The supernatural is not to be found herein, turning on the TV is enough. Journalist Ulysse Gosset gives us a good dose of it, following Navalny’s death in front of a Russian diplomat who refers to the persecution of an Assange  » in prison… suffering and on the verge of death « ; Ulysse Gosset retorts at 1mn46s in this interview (my emphasis):  » But he’s not in prison“. Bis repetita at 2mn44s : « He’s in a guarded house, he’s not in a prison, he’s not in the Gulag, hein… ».

[ “Guarded house“ translates the French idiom “Résidence surveillée“].

If your arms fall off, that’s normal… Gosset is no youngster, his greying beard bears the marks of his work at TF1, biggest French national private TV, then for Radio France in Tokyo, Moscow (1986-1993), Washington, then co-creator of France 24 international TV, winner of the Grand Prix de la Presse Internationale, to finish as the international political columnist for BFM, the well-known French “Business“ TV which broadcasted this astounding scene.

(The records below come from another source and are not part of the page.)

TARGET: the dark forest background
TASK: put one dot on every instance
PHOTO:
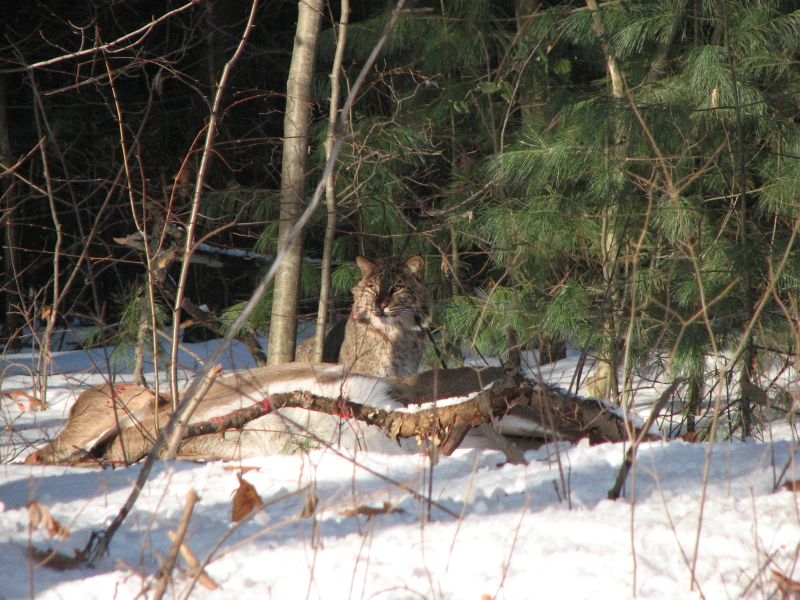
(620, 177)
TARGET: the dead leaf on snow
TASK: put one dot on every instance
(245, 500)
(371, 511)
(791, 486)
(40, 516)
(19, 397)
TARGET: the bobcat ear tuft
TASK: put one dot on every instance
(366, 266)
(416, 266)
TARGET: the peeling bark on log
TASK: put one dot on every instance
(440, 406)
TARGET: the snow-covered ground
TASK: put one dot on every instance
(696, 521)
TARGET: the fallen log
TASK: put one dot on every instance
(438, 407)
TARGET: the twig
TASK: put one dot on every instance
(166, 570)
(614, 492)
(108, 46)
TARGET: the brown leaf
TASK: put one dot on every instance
(786, 585)
(240, 468)
(371, 511)
(40, 516)
(34, 403)
(245, 500)
(195, 568)
(791, 485)
(56, 560)
(311, 505)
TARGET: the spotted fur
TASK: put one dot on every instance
(385, 334)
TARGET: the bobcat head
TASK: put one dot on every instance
(390, 296)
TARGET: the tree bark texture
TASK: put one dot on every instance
(297, 120)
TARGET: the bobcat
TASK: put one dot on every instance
(384, 335)
(386, 330)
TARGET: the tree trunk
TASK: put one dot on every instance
(10, 293)
(283, 323)
(330, 190)
(611, 237)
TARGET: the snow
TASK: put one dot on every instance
(545, 530)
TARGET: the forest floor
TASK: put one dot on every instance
(696, 521)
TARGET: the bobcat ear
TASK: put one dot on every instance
(366, 266)
(416, 266)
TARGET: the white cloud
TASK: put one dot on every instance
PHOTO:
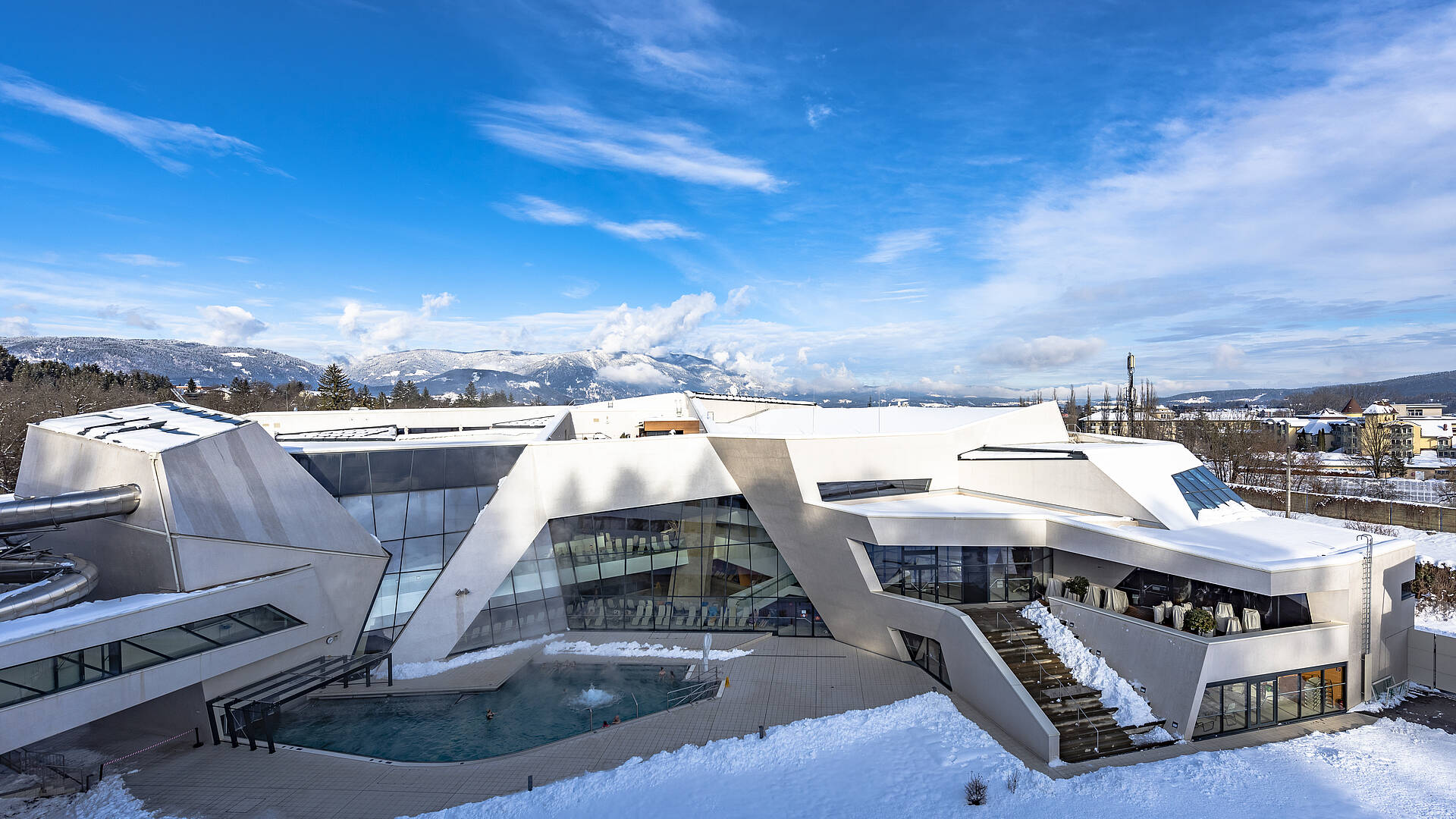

One of three things: either he makes willingly an error to ease the embarrassment, or he is totally ignorant about a hot and ancient topic that concerns his specialty, or he knows things and divulges them in a subtle blow… Either way, it is damned serious…

Recent session in the London’s Frontline Club, formerly visited by Assange, announced the « Julian Assange’s last chance to prevent extradition to the USA ». WJJA’s hearing reports will soon be published here.

We don’t know whether the search for such a swampy truth is favourable to his fate. We are certain, however, that it honors the ethics of the whistle-blower.